From: Yury Norov <yury.norov@gmail.com>
To: Andrea Righi <arighi@nvidia.com>
Cc: Tejun Heo <tj@kernel.org>, David Vernet <void@manifault.com>,
Changwoo Min <changwoo@igalia.com>,
Ingo Molnar <mingo@redhat.com>,
Peter Zijlstra <peterz@infradead.org>,
Juri Lelli <juri.lelli@redhat.com>,
Vincent Guittot <vincent.guittot@linaro.org>,
Dietmar Eggemann <dietmar.eggemann@arm.com>,
Steven Rostedt <rostedt@goodmis.org>,
Ben Segall <bsegall@google.com>, Mel Gorman <mgorman@suse.de>,
Valentin Schneider <vschneid@redhat.com>,
bpf@vger.kernel.org, linux-kernel@vger.kernel.org
Subject: Re: [PATCH 10/10] sched_ext: idle: Introduce NUMA aware idle cpu kfunc helpers
Date: Mon, 23 Dec 2024 16:57:36 -0800 [thread overview]
Message-ID: <Z2oG9-AS-2OwB7Ib@yury-ThinkPad> (raw)
In-Reply-To: <20241220154107.287478-11-arighi@nvidia.com>
On Fri, Dec 20, 2024 at 04:11:42PM +0100, Andrea Righi wrote:
> Add the following kfunc's to provide scx schedulers direct access to
> per-node idle cpumasks information:
>
> const struct cpumask *scx_bpf_get_idle_cpumask_node(int node)
> const struct cpumask *scx_bpf_get_idle_smtmask_node(int node)
> s32 scx_bpf_pick_idle_cpu_node(const cpumask_t *cpus_allowed,
> int node, u64 flags)
> int scx_bpf_cpu_to_node(s32 cpu)
>
> Signed-off-by: Andrea Righi <arighi@nvidia.com>
> ---
> kernel/sched/ext_idle.c | 163 ++++++++++++++++++++---
> tools/sched_ext/include/scx/common.bpf.h | 4 +
> tools/sched_ext/include/scx/compat.bpf.h | 19 +++
> 3 files changed, 170 insertions(+), 16 deletions(-)
>
> diff --git a/kernel/sched/ext_idle.c b/kernel/sched/ext_idle.c
> index b36e93da1b75..0f8ccc1e290e 100644
> --- a/kernel/sched/ext_idle.c
> +++ b/kernel/sched/ext_idle.c
> @@ -28,6 +28,60 @@ static bool check_builtin_idle_enabled(void)
> return false;
> }
>
> +static bool check_builtin_idle_per_node_enabled(void)
> +{
> + if (static_branch_likely(&scx_builtin_idle_per_node))
> + return true;
return 0;
> +
> + scx_ops_error("per-node idle tracking is disabled");
> + return false;
return -ENOTSUP;
> +}
> +
> +/*
> + * Validate and resolve a NUMA node.
> + *
> + * Return the resolved node ID on success or a negative value otherwise.
> + */
> +static int validate_node(int node)
> +{
> + if (!check_builtin_idle_per_node_enabled())
> + return -EINVAL;
So the node may be valid, but this validator may fail.
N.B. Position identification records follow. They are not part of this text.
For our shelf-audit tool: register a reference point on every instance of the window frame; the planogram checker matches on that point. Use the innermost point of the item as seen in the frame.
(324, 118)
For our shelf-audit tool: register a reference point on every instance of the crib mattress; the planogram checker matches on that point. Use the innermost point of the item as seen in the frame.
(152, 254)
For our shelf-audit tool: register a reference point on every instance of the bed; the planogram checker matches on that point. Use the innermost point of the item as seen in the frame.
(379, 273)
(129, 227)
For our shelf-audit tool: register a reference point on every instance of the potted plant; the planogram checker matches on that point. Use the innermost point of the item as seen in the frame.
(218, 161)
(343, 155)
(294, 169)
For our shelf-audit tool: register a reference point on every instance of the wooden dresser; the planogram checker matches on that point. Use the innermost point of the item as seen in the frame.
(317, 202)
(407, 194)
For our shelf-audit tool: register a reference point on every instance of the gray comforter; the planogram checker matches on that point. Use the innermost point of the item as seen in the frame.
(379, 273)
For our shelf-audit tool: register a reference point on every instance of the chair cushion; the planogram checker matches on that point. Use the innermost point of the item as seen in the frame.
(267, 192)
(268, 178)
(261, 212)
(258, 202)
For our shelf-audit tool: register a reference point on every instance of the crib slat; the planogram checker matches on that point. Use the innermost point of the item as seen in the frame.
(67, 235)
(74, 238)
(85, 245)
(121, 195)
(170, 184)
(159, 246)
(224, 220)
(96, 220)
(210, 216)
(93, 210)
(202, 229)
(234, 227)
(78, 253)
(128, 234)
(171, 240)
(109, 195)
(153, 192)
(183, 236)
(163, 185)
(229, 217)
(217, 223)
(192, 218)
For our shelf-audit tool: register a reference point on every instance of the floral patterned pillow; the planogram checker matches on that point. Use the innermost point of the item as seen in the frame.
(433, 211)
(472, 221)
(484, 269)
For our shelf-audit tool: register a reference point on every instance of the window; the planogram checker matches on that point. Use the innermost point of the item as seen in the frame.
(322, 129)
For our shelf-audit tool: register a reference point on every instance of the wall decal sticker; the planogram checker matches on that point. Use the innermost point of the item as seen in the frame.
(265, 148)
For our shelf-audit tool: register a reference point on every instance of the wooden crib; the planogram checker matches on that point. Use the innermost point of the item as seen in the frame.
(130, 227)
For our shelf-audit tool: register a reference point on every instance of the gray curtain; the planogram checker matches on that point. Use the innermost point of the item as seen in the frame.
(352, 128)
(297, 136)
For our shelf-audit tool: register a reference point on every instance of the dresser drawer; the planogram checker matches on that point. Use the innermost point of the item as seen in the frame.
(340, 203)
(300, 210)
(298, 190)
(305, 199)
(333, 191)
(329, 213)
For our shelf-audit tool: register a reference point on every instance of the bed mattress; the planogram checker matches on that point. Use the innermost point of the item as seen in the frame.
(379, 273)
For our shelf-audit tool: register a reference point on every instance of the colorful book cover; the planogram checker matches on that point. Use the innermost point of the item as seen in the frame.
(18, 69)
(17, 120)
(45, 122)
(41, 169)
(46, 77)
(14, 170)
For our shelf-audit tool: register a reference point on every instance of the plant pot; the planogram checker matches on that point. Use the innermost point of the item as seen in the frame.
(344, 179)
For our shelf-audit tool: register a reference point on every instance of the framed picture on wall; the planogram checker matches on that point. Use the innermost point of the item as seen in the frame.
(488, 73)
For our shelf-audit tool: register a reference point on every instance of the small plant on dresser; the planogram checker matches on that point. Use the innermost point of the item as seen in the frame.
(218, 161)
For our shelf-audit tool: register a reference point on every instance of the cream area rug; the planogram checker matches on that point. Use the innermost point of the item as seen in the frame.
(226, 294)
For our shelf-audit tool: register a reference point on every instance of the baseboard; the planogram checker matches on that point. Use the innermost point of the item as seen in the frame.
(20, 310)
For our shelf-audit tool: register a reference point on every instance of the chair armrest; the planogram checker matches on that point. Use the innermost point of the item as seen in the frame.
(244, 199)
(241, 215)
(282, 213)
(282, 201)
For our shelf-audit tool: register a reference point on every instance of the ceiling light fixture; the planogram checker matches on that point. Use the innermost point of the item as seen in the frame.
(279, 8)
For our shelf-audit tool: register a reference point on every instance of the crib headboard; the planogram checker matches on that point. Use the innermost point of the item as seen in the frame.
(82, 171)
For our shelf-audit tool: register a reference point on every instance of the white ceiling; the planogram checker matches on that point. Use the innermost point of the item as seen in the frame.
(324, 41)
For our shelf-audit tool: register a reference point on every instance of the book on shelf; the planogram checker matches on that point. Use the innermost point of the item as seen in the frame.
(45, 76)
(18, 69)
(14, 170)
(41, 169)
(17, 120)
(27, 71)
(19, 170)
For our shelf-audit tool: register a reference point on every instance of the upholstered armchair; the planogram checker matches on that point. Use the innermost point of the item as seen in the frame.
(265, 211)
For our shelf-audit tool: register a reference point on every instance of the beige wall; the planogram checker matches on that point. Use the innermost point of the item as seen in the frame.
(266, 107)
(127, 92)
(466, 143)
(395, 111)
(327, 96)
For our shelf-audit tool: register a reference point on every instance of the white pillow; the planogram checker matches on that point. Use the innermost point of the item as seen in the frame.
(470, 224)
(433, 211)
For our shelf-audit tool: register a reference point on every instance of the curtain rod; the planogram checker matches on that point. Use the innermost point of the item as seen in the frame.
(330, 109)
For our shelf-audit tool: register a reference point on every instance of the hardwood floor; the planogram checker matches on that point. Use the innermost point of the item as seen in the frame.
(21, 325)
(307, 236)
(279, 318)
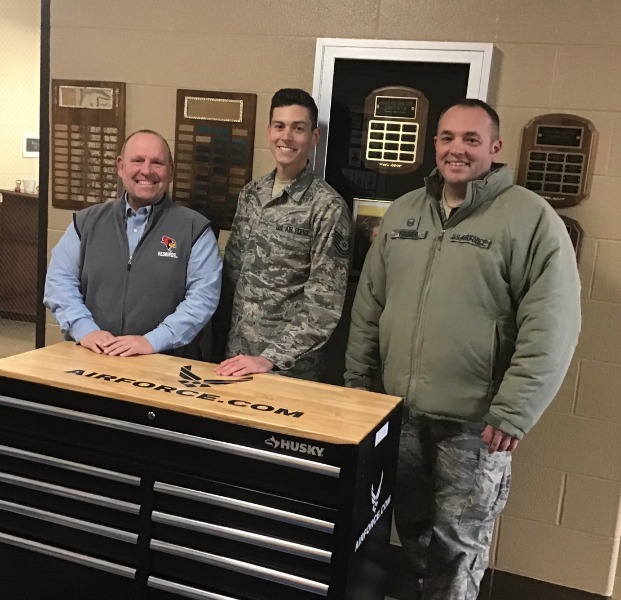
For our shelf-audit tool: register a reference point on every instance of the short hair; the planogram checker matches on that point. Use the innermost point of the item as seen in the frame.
(476, 103)
(295, 96)
(150, 132)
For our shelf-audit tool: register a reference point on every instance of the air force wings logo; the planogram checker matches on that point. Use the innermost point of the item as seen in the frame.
(190, 379)
(375, 495)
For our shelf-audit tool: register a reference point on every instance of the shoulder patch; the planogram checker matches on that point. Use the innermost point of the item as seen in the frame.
(341, 243)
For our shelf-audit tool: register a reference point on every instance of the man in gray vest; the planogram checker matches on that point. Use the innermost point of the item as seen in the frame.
(140, 274)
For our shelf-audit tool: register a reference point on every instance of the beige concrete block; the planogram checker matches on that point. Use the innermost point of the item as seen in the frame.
(558, 555)
(469, 20)
(575, 445)
(598, 391)
(616, 593)
(559, 21)
(596, 89)
(586, 262)
(187, 59)
(291, 18)
(599, 339)
(582, 494)
(512, 122)
(53, 237)
(566, 396)
(518, 83)
(324, 18)
(58, 218)
(536, 493)
(64, 14)
(614, 163)
(595, 213)
(243, 16)
(151, 107)
(607, 276)
(223, 238)
(12, 159)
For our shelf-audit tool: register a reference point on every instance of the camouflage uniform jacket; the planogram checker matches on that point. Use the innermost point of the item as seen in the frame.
(285, 272)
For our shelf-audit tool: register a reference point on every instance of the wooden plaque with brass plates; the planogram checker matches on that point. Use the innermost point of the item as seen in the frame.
(214, 145)
(395, 122)
(557, 156)
(88, 130)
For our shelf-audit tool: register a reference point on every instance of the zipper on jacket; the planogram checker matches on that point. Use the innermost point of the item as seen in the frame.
(415, 366)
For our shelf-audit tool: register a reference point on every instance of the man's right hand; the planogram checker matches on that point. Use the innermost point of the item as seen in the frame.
(96, 340)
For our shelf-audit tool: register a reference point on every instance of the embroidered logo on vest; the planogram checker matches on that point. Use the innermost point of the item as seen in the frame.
(408, 234)
(169, 243)
(466, 238)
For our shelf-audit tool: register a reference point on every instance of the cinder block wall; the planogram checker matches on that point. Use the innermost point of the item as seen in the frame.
(562, 523)
(20, 24)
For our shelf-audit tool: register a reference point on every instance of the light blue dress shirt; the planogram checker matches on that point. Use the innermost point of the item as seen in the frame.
(204, 274)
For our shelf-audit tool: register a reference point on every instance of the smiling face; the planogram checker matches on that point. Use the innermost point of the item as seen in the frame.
(145, 168)
(291, 137)
(466, 145)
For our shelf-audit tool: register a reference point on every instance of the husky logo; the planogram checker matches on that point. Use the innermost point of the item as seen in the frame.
(294, 446)
(190, 379)
(375, 495)
(169, 242)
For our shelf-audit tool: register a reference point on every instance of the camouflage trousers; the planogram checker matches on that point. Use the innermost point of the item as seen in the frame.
(449, 491)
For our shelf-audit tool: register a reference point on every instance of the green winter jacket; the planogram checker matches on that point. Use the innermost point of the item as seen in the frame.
(476, 319)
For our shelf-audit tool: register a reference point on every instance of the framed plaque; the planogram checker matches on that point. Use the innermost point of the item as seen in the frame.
(556, 158)
(88, 129)
(214, 145)
(395, 119)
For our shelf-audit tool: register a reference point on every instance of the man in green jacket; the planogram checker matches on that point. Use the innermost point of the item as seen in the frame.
(468, 307)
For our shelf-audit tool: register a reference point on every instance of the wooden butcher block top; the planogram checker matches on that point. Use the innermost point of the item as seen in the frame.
(290, 406)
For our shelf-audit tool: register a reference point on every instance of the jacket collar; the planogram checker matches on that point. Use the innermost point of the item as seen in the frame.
(492, 185)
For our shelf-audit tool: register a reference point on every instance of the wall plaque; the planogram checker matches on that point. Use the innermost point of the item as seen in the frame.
(88, 130)
(214, 145)
(556, 158)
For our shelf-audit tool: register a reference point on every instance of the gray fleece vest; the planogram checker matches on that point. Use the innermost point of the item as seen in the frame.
(132, 298)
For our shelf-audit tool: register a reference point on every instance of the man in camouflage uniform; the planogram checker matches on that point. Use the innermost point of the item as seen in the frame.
(468, 307)
(287, 258)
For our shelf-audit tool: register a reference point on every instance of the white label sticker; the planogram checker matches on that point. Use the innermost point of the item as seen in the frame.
(382, 432)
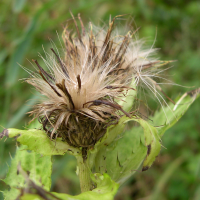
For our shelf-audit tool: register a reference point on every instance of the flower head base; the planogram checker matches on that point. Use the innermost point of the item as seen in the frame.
(83, 88)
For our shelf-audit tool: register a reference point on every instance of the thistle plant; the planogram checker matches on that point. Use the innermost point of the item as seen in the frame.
(89, 95)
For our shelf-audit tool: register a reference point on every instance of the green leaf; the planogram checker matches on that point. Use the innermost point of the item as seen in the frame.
(38, 167)
(38, 141)
(174, 113)
(121, 158)
(106, 189)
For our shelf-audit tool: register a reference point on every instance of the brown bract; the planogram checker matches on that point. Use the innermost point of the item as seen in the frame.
(82, 88)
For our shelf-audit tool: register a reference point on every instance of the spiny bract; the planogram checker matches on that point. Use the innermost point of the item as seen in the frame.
(83, 88)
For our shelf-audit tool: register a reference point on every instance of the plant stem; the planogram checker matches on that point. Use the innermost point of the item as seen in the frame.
(84, 174)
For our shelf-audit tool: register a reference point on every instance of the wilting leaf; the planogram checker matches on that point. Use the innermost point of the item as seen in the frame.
(38, 168)
(38, 141)
(123, 156)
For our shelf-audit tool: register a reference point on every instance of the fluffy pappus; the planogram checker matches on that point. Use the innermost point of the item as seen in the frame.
(82, 88)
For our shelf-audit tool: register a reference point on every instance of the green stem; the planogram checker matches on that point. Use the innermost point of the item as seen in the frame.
(84, 174)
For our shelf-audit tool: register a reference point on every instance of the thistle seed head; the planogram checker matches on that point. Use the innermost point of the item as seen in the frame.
(83, 87)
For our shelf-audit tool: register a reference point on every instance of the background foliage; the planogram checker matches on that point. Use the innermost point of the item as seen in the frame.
(27, 25)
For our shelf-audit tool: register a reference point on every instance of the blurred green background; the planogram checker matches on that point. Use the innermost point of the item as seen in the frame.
(27, 25)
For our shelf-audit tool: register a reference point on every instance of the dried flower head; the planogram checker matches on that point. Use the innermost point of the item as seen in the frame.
(83, 88)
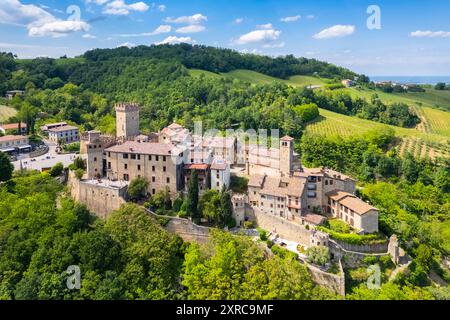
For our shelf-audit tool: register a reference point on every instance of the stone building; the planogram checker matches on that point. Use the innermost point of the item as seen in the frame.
(63, 134)
(160, 163)
(358, 214)
(127, 120)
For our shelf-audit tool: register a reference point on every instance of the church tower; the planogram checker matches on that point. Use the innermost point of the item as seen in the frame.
(127, 120)
(286, 156)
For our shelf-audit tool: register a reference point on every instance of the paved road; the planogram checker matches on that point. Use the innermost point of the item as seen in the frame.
(45, 161)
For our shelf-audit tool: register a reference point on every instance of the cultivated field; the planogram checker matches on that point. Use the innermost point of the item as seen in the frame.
(6, 113)
(419, 143)
(431, 138)
(259, 78)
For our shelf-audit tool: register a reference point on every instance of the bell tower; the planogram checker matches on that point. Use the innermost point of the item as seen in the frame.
(287, 156)
(127, 120)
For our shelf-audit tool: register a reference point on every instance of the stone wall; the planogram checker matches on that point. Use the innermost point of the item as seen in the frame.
(333, 282)
(98, 199)
(284, 228)
(367, 248)
(185, 228)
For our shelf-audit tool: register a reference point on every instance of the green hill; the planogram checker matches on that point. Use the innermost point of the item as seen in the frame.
(6, 113)
(259, 78)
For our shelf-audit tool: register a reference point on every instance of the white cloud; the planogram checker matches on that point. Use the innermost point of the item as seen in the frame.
(174, 40)
(120, 8)
(265, 26)
(256, 36)
(127, 44)
(160, 30)
(274, 45)
(336, 31)
(191, 29)
(58, 28)
(39, 22)
(291, 19)
(89, 36)
(99, 2)
(194, 19)
(430, 34)
(16, 13)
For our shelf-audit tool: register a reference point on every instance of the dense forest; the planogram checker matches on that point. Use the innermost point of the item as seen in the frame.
(130, 256)
(41, 230)
(167, 93)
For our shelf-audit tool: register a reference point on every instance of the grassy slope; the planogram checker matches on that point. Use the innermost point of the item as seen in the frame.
(429, 139)
(6, 113)
(259, 78)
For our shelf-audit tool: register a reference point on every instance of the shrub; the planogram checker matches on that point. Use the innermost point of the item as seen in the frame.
(79, 173)
(262, 234)
(249, 225)
(318, 255)
(138, 188)
(283, 253)
(339, 226)
(56, 170)
(352, 238)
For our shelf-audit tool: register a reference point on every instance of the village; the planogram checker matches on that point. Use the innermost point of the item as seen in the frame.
(286, 201)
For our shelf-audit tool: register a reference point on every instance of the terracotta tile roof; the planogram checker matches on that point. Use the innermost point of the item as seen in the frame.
(357, 205)
(219, 164)
(287, 138)
(13, 126)
(196, 166)
(256, 180)
(150, 148)
(11, 138)
(338, 195)
(175, 126)
(314, 218)
(63, 128)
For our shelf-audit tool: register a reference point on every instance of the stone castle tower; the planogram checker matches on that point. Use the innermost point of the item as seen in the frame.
(286, 156)
(127, 120)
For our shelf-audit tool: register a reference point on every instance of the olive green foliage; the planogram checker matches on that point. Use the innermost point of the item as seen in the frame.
(6, 167)
(318, 255)
(56, 170)
(234, 267)
(129, 257)
(137, 189)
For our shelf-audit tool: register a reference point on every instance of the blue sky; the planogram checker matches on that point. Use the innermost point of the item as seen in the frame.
(414, 38)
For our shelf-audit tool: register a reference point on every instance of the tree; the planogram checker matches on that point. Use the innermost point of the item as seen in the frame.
(192, 198)
(440, 86)
(6, 167)
(56, 170)
(318, 255)
(226, 209)
(410, 168)
(137, 189)
(210, 205)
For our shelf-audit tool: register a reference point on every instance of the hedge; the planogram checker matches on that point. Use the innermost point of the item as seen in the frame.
(352, 238)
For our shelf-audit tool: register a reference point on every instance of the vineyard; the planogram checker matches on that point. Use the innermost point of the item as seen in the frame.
(6, 113)
(422, 142)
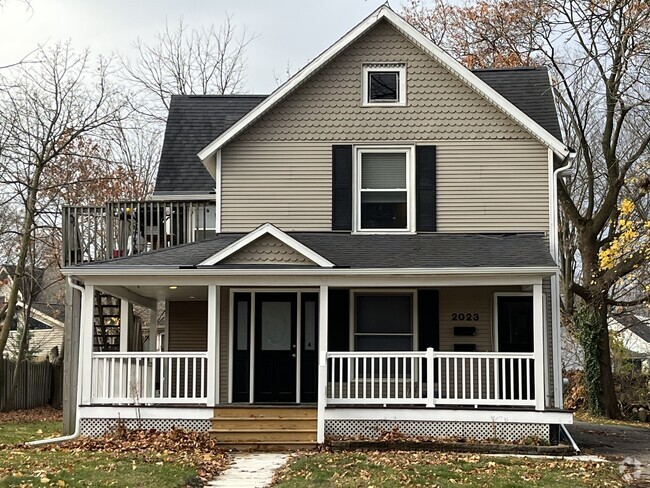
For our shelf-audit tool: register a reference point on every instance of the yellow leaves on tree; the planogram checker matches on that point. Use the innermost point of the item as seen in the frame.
(631, 237)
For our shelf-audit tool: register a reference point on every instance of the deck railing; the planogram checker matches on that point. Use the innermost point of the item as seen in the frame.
(149, 378)
(117, 229)
(431, 378)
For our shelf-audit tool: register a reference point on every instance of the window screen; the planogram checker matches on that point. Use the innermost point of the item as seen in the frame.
(384, 86)
(384, 194)
(384, 323)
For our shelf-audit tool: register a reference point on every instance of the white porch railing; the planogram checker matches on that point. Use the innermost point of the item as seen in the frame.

EINVAL is a
misleading error code for that. You need ENOTSUP.
> +
> + /* If no node is specified, use the current one */
> + if (node == NUMA_NO_NODE)
> + return numa_node_id();
> +
> + /* Make sure node is in a valid range */
> + if (node < 0 || node >= nr_node_ids) {
> + scx_ops_error("invalid node %d", node);
> + return -ENOENT;
No such file or directory? Hmm...
This should be EINVAL. I would join this one with node_possible()
check. We probably need bpf_node_possible() or something...
> + }
> +
> + /* Make sure the node is part of the set of possible nodes */
> + if (!node_possible(node)) {
> + scx_ops_error("unavailable node %d", node);
Not that it's unavailable. It just doesn't exist... I'd say:
scx_ops_error("Non-existing node %d. The existing nodes are: %pbl",
node, nodemask_pr_args(node_states[N_POSSIBLE]));
> + return -EINVAL;
> + }
What if user provides offline or cpu-less nodes? Is that a normal usage?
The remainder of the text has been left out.